As I went through recovery for Complex PTS, which I’m still going through, actually, I changed my relationships.
At one point, I realized in an instant that all of the good things I’d been searching for in life rested in a place where I had made no investments my entire life.
I had made no investments in my relationships with anyone, ever.
I always kept my relationships with others at a safe distance. I was hyper-vigilant about that, and a bunch of other things. I expressed almost no honest vulnerability about myself to others.
I absolutely hated myself and who I thought I was, and I didn’t want others to discover much about me.
I developed that way of being as a child, actually. I have a high ACE score. That’s Adverse Childhood Experiences. It’s an interesting test to take. To me, discovering and understanding my ACE score was important.
What Save A Warrior taught me was that my way of seeing life, and my ability to enjoy it, was being vastly influenced by that ACE score of mine, which was pretty high.
And some of those scores… boy, they had some heat on them.
They altered my perspective of life in such a manner that I had no joy and no peace. I had no idea what those feelings actually were.
Those ACE scores were affecting everything, including my relationships with others.
The truth was, I had no relationships with others.
I had completely spiritually isolated myself and had zero friends in my way of being. To me, friends were always too big of a risk.
I was suicidal in my thinking and thought myself to be insane. I had thought that since I was a child and had collected a certain few of those ACE scores.
What I was unaware of at the time, when I was making the decisions to spiritually isolate myself, was that I wasn’t terminally unique.
A lot of other people were doing that, with the exact same fears.
Perhaps not to the same degree as I had. Perhaps not with the same intensity to avoid deep relationships. But everyone fears intimacy.

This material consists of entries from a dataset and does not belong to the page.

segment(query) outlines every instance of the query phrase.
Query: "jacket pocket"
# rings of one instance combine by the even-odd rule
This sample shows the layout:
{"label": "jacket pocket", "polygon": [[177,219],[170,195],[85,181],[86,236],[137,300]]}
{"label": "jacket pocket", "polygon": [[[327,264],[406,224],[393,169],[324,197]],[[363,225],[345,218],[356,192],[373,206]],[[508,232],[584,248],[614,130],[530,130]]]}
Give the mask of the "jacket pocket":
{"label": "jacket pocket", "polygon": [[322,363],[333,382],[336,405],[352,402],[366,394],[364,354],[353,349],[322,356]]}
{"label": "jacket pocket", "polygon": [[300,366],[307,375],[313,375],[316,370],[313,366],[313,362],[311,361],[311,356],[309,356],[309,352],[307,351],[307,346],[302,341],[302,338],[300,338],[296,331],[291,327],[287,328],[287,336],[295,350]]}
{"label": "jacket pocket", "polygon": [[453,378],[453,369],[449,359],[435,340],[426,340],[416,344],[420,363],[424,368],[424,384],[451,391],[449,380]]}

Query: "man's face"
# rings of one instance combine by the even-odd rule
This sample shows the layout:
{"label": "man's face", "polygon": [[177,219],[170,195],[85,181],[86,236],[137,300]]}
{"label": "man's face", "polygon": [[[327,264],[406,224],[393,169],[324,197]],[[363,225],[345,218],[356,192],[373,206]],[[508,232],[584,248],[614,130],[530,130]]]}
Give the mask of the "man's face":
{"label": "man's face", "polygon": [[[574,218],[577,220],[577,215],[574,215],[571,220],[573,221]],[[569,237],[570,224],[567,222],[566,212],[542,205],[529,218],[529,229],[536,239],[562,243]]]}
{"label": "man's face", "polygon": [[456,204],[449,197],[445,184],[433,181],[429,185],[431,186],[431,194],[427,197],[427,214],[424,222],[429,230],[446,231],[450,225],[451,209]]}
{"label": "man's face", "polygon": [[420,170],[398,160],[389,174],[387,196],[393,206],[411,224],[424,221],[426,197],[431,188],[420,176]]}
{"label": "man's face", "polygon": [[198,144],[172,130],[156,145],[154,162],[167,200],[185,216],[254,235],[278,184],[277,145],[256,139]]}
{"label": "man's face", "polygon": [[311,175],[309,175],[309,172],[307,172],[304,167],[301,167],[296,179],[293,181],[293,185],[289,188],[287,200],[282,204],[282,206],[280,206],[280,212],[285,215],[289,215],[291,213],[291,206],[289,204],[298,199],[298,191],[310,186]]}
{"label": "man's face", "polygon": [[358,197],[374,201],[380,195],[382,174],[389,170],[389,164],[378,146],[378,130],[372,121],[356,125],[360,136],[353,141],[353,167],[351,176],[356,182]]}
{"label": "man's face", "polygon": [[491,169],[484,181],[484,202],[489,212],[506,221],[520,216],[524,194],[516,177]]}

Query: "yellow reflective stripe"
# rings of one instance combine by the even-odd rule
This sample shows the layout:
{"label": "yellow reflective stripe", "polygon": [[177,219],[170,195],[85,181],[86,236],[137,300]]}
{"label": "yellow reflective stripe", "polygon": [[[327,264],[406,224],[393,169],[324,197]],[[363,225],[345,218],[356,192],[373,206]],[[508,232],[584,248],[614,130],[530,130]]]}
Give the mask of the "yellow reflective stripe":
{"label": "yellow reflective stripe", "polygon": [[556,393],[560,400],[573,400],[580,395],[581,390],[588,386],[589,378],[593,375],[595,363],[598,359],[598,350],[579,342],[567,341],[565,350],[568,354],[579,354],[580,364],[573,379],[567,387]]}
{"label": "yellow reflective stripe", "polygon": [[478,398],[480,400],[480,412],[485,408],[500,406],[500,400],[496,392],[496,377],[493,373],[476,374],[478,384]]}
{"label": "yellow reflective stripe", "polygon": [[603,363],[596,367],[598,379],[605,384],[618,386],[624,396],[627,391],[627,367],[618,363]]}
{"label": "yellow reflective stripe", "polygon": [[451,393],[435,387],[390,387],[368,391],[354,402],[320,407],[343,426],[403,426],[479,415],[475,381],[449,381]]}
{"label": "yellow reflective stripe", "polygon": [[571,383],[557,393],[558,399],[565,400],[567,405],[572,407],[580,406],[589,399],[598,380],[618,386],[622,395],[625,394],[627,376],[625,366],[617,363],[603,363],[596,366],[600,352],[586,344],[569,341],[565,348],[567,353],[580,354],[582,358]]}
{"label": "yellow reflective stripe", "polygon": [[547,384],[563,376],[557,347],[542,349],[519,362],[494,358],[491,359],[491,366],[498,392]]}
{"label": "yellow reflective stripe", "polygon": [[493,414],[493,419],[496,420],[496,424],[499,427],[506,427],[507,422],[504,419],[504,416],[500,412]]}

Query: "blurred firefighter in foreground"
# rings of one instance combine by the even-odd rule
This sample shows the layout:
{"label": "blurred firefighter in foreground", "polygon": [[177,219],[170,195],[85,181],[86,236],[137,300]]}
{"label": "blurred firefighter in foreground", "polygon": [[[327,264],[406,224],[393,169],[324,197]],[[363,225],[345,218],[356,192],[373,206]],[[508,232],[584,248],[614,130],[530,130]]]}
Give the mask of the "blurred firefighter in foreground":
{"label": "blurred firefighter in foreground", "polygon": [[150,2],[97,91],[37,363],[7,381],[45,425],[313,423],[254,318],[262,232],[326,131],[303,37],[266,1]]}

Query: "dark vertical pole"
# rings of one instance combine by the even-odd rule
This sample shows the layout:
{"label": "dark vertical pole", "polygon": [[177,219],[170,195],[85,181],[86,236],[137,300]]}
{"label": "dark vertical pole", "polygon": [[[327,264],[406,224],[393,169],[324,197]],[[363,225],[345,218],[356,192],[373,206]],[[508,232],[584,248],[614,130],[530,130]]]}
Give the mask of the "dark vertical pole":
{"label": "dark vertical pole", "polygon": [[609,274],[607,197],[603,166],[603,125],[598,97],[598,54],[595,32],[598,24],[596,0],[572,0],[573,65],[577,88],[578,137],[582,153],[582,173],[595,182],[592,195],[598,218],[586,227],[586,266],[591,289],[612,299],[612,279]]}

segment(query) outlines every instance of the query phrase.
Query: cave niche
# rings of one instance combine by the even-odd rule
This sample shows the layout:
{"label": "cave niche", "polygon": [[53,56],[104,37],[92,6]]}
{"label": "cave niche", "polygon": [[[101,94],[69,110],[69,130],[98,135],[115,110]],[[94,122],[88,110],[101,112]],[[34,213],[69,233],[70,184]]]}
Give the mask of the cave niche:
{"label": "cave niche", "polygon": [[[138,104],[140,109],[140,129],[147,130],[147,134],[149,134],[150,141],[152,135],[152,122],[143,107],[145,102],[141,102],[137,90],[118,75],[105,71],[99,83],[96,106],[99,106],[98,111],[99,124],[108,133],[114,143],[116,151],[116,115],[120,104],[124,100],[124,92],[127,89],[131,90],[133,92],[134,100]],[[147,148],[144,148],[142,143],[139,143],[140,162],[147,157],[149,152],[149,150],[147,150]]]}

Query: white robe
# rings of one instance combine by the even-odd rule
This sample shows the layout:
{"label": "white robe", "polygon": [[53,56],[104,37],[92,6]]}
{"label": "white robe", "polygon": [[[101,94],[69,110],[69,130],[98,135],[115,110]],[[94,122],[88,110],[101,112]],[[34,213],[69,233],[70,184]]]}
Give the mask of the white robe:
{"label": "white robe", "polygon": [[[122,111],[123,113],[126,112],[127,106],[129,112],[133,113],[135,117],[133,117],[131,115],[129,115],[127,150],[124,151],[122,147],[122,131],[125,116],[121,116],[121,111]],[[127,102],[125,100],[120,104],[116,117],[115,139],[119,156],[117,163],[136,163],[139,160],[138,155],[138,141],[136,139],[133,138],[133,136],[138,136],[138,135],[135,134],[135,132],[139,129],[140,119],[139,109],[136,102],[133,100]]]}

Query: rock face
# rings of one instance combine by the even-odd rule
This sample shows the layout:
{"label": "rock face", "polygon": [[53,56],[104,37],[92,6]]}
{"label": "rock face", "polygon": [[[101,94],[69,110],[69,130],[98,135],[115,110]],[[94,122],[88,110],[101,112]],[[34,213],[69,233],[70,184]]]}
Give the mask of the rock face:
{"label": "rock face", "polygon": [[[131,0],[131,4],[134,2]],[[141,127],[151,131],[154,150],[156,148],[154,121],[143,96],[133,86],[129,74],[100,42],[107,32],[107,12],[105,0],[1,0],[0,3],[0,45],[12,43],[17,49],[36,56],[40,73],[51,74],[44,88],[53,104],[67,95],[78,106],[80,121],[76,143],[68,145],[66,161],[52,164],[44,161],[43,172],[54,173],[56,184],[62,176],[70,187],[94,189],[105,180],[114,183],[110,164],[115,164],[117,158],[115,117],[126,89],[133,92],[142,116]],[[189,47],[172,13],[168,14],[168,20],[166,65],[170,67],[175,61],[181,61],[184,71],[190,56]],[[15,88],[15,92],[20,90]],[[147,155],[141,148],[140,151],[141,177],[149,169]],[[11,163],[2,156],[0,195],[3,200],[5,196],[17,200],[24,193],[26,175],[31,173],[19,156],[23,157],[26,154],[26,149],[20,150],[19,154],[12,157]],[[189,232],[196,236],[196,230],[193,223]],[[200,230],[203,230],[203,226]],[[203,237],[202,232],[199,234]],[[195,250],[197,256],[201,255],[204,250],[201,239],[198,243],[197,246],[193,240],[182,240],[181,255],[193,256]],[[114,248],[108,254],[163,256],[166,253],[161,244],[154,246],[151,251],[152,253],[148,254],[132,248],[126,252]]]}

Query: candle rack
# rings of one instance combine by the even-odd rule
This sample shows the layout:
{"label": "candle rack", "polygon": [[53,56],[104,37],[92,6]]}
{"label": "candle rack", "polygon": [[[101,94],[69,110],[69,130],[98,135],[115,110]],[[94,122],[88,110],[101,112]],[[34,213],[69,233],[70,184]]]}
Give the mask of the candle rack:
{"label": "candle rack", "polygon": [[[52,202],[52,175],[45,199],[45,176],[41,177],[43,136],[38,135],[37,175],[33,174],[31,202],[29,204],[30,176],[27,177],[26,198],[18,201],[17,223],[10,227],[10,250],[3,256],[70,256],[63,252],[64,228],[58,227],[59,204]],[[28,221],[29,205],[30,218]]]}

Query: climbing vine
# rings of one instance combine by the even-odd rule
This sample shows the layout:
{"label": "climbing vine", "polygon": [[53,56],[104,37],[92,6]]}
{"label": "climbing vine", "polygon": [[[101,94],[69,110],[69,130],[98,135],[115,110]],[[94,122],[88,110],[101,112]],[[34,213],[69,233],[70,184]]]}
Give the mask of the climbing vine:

I learned that we were all born with this abandonment terror as a natural instinct.
We fear shame, and thus withhold parts of ourselves when we interact with one another.
In my circumstances, because of some thinking processes I developed as a child, I altered the idea of shame.
It’s like I wrote a line of code into my thinking that shame wasn’t something out there somewhere.
At some point, I decided that I was shame, as if that were my identity.
There’s a lot of self-hatred that underlies those thinking processes.
My hatred of myself used to run like background music inside my head that I listened to all day.
Because I had no one to share intimate thoughts with, because I had no friendships, the thoughts inside my head would just ricochet around, becoming more and more distorted.
I came to understand that I learn about myself when I explain myself to others.
The deeper I can express myself to others, the more I understand myself.
My spiritual healing came through my relationships with others.
Very deep relationships, now.
I learned that my enjoyment of this life experience I am having now depends entirely upon my relationships with others and the status of those relationships.
That’s why I write, too.
I like to express myself vulnerably.
That might make others uncomfortable, or they might judge me for doing so.
That’s none of my business.
What others think about me is none of my business.
I’ll just turn the lights up brighter.